After 14 previews, the Broadway production opened and closed the same night at the Lunt-Fontanne Theatre on December 21, 1978. The cast included Patti Karr (replacing Gallagher), Alan Weeks, Larry Marshall, Warren Berlinger (replacing LaRosa), Loretta Devine, Jackée Harry and Tiger Haynes. A cast album was recorded during a live performance in December 1978.

In 2017, Feinstein's/54 Below in New York gave a concert presentation of A Broadway Musical, directed and produced by Robert W. Schneider. The cast included Clifton Davis, Jason Graae and Kyle Scatliffe.

==Song list==

- Act I
- "Broadway, Broadway" – New Kids in Town, Policeman and James Lincoln
- "A Broadway Musical" – Eddie Bell, James Lincoln, Lonnie Paul, Melinda Bernard, Stan Howard, Maggie Simpson and Ensemble
- "Smoke and Fire" – Stan Howard, James Lincoln, Kumi-Kumi and Ensemble
- "Lawyers" – Eddie Bell, Stephanie Bell and Richie's Lawyers
- "Yenta Power" – Shirley Wolfe and Associates
- "Let Me Sing My Song" – Richie Taylor
- "A Broadway Musical (Reprise)" – Eddie Bell, Stephanie Bell, James Lincoln, Shirley Wolfe, Maggie Simpson, Lonnie Paul, Stan Howard and Ensemble

- Act II
- "The 1934 Hot Chocolate Jazz Babies Revue" – Sylvester Lee, James Lincoln and Ensemble
- "Let Me Sing My Song (Reprise)" – Richie Taylor and Friends
- "It's Time for a Cheer-Up Song" – Stan Howard, Maggie Simpson, Lonnie Paul and James Lincoln
- "You Gotta Have Dancing" – Maggie Simpson, James Lincoln and Ensemble
- "What You Go Through" – Stephanie Bell and Eddie Bell
- "Don't Tell Me" – Eddie Bell
- "Together" – James Lincoln, Eddie Bell and Staff

==Characters and original Broadway cast==

- Richie Taylor's Lawyer – Sydney Anderson
- Rehearsal Pianist – Gwen Arment
- Policeman, Nathaniel – Nate Barnett
- Eddie Bell – Warren Berlinger
- Stephanie Bell – Gwyda DonHowe
- Shirley Wolfe – Anne Francine
- Richie Taylor's Lawyer	– Michael Gallagher
- Melinda Bernard – Jackée Harry
- Sylvester Lee – Tiger Haynes
- Louie – Reggie Jackson
- Maggie Simpson – Patti Karr
- Kumi-Kumi – Christina Kumi Kimball
- James Lincoln – Irving Allen Lee
- Richie Taylor – Larry Marshall
- Junior – Robert Melvin
- Richie's Secretary – Jo Ann Ogawa
- Jake – Martin Rabbett
- Lonnie Paul – Larry Riley
- Big Jake – Albert Stephenson
- Stan Howard – Alan Weeks
- Smoke & Fire Back-Up Singer – Loretta Devine

==Critical response==
Strouse wrote (in his memoir) that this was a "show he was proud of" because he and Adams had wanted to write a musical about their experiences with Sammy Davis Jr., about white people writing for a "big, black musical star". They envisioned it as "funny, ironic ... and filled with life's imbalances."

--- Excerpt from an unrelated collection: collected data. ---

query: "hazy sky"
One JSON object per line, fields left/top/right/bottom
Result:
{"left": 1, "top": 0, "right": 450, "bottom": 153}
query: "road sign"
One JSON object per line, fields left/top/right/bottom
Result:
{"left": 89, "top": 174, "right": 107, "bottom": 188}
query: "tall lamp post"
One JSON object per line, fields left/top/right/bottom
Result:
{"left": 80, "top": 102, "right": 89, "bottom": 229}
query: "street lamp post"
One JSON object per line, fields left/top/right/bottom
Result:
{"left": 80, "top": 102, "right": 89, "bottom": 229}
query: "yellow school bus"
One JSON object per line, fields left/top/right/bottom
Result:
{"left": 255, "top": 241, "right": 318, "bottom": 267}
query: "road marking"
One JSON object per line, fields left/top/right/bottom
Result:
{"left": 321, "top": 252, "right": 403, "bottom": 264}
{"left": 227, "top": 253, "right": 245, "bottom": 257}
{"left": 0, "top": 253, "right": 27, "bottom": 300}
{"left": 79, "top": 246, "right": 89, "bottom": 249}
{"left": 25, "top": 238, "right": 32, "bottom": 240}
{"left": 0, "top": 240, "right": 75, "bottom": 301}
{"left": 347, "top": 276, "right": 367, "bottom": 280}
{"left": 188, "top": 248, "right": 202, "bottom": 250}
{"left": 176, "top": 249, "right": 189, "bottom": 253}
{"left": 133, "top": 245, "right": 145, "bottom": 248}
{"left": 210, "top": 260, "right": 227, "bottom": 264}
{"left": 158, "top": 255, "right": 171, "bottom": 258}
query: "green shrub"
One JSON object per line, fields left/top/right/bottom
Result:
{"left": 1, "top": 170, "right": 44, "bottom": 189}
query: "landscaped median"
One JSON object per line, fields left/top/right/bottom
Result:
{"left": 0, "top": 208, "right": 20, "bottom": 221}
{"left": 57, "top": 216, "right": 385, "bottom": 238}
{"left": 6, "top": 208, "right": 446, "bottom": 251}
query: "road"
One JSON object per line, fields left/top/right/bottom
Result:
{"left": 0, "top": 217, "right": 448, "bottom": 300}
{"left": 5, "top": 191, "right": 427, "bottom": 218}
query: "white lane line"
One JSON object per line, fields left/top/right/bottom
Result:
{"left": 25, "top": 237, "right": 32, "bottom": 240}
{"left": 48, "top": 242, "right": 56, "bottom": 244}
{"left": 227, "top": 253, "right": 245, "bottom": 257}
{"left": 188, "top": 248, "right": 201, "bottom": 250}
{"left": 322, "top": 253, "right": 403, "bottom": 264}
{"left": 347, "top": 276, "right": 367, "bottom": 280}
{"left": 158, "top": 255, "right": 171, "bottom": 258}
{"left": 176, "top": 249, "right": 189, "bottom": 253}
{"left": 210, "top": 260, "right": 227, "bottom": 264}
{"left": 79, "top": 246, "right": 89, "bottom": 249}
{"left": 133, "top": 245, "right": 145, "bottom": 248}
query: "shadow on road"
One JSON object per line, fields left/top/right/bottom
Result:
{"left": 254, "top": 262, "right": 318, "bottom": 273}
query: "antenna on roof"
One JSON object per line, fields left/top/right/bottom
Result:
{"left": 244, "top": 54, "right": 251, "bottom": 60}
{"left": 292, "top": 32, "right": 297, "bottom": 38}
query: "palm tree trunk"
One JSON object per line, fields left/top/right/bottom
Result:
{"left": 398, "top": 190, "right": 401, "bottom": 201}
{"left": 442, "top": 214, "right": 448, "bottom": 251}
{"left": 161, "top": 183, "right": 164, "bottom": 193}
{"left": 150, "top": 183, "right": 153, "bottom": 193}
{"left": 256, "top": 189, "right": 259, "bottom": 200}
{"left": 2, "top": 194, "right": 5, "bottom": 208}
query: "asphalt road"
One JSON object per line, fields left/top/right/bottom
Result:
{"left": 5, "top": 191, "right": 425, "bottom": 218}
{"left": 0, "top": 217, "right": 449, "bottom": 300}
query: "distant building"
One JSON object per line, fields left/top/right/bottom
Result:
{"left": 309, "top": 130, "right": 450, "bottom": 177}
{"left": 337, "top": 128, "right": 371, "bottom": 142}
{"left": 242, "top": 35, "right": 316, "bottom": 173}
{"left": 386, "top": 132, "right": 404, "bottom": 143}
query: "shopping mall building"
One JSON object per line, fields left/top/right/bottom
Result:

Mel Gussow, in his review for The New York Times, wrote that the idea was to write a spoof of Broadway intrigue and duplicity: "cynicism is rampant ... wisecracks about blacks on Broadway, Jewish theater party ladies ... and lawyers with steel clauses. ... The cast performs with eagerness, even as the show sinks."

Julius Novick of The Village Voice called it "the best Broadway musical since Platinum", a disaster that had opened the month before. Critic and theatre historian Ken Mandelbaum has described the show as "a genuine turkey... hopeless... [a] well-meaning but fatally underpowered evening. The Charles Strouse-Lee Adams score had its moments." Mandelbaum noted that "the characters were all clichés. ... A shallow treatment of a theme with potential ... was capped with an absurd ending".